“La nostra umanità è in pericolo,” ha detto Rahaf, giovane delegato dall’Arabia Saudita al 13° summit annuale Internazionale sui Diritti Umani tenuto presso la sede delle Nazioni Unite a New York nell’agosto del 2016. “Veniamo segregati, etichettati per la nostra religione, razza, sesso e nazionalità. La nostra unità dipende dalla nostra umanità”, ha continuato. “È nostro compito insegnare e mettere in pratica la Dichiarazione Universale dei Diritti Umani”.
Rahaf era uno dei 72 giovani provenienti da 41 nazioni che sono stati scelti come delegati al summit, istituito da Gioventù per i Diritti Umani Internazionale (Youth for Human Rights International, YHRI), la componente giovanile di Uniti per i Diritti Umani, organizzazione globale senza scopo di lucro.

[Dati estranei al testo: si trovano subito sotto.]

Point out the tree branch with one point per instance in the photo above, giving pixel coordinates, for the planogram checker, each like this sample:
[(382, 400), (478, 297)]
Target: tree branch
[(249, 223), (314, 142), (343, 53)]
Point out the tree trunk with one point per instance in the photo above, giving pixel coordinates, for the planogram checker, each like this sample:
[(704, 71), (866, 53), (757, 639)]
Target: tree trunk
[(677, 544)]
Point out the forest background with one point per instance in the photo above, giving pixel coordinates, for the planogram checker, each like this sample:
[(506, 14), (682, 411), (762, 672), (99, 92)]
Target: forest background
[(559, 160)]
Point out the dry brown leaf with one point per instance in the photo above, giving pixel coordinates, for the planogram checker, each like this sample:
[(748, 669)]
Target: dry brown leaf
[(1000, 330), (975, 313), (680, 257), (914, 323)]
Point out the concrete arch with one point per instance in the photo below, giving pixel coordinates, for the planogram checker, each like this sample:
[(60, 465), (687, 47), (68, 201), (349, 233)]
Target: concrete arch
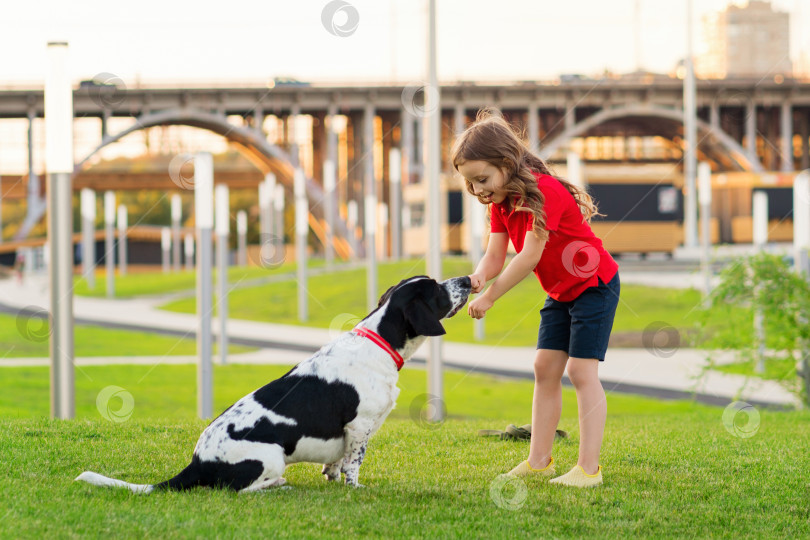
[(265, 156), (717, 139)]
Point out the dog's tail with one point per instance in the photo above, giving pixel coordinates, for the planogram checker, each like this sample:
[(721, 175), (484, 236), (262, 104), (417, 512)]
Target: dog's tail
[(187, 478), (99, 480)]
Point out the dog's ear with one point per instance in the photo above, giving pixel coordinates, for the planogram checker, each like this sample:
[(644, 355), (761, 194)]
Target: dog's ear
[(422, 319)]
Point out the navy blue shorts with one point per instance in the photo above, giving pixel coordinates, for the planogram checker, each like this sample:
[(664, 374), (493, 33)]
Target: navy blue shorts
[(582, 326)]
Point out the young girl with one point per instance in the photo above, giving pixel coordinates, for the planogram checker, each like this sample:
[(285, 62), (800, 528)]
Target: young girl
[(546, 219)]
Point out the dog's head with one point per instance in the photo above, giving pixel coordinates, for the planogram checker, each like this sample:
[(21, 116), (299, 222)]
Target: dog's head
[(421, 303)]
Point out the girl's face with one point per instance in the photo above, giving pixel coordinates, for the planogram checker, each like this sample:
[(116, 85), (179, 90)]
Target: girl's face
[(487, 180)]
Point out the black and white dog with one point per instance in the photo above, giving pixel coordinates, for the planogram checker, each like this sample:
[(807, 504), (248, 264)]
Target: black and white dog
[(327, 407)]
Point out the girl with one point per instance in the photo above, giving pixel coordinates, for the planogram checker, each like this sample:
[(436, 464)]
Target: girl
[(546, 219)]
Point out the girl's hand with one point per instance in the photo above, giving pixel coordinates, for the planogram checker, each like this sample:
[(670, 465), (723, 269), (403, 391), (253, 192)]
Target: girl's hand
[(479, 307), (477, 282)]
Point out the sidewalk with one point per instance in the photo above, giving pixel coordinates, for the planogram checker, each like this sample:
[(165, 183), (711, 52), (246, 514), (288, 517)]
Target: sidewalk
[(624, 369)]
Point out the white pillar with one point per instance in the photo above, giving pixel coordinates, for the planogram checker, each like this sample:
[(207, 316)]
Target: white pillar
[(241, 238), (370, 189), (329, 187), (801, 221), (690, 139), (188, 247), (204, 218), (760, 219), (59, 163), (165, 248), (432, 155), (123, 223), (395, 190), (223, 228), (301, 232), (88, 211), (109, 241), (177, 216), (705, 196)]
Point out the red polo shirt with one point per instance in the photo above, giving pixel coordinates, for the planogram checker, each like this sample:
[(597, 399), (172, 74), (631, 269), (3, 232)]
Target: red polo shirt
[(573, 258)]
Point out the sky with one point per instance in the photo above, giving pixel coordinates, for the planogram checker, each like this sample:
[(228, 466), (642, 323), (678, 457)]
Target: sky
[(353, 41)]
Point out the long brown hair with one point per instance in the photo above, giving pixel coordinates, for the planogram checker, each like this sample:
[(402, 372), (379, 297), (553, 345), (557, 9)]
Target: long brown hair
[(490, 138)]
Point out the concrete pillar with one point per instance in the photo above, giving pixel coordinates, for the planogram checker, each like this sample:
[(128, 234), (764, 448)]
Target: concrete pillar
[(786, 128), (751, 130), (533, 127), (804, 120)]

Fondata a Los Angeles nel 2001, la YHRI ha ora più di 100 filiali e distribuisce i suoi premiati materiali didattici a 195 paesi in 21 lingue. I suoi giovani membri gestiscono le filiali e organizzano iniziative all’insegna dei diritti umani in varie nazioni del mondo.
Naturalmente, nessun paese è immune da violazioni dei diritti umani. Infatti, il regista Ronald Lang parlò ai delegati e ai più di 400 ospiti riguardo al suo nuovo film che mette a nudo gli orrori della tratta degli esseri umani, che “succede in tutto il mondo, persino qui a New York dietro l’angolo, per così dire, e dobbiamo porvi un freno”, sottolinea Lang.
Impegnandosi a fare proprio questo e anche a sradicare altre violazioni dei diritti umani, i delegati hanno presentato il loro lavoro ai propri coetanei e a decine di diplomatici di Missioni Permanenti per l’ONU – in rappresentanza di nazioni dall’Australia, la Costa Rica e la Danimarca al Libano, la Liberia e la Polonia – nonché vari luminari dei diritti umani.
Innumerevoli persone in tutto il mondo potrebbero persino non rendersi conto che i loro diritti stanno venendo violati.
Vineet Kapoor, consigliere della polizia e aiutante di campo del governatore di Madhya Pradesh, in India, ha detto che le persone più in pericolo sono quelle “obbligate ai lavori forzati, in ambienti lavorativi rischiosi, vulnerabili alla tratta umana, privati di un’istruzione scolastica o universitaria, … che vivono in estrema povertà e privazione e coloro che non hanno famiglia e non possono contare sul sostegno della comunità per il proprio benessere”.
Miriam, la delegata armena, ha detto al gruppo che le persone forti devono “far sentire la propria voce a nome di coloro le cui voci sono state messe a tacere, coloro che temono di parlare per paura di persecuzione. Dobbiamo imparare ad accettare le nostre differenze, invece di cercare di far rientrare tutti nello stesso stampo”.
Con questo scopo, e i materiali educativi di Gioventù per i Diritti Umani per realizzarlo, i delegati sono tornati in patria per continuare la propria missione nel corso del 2017.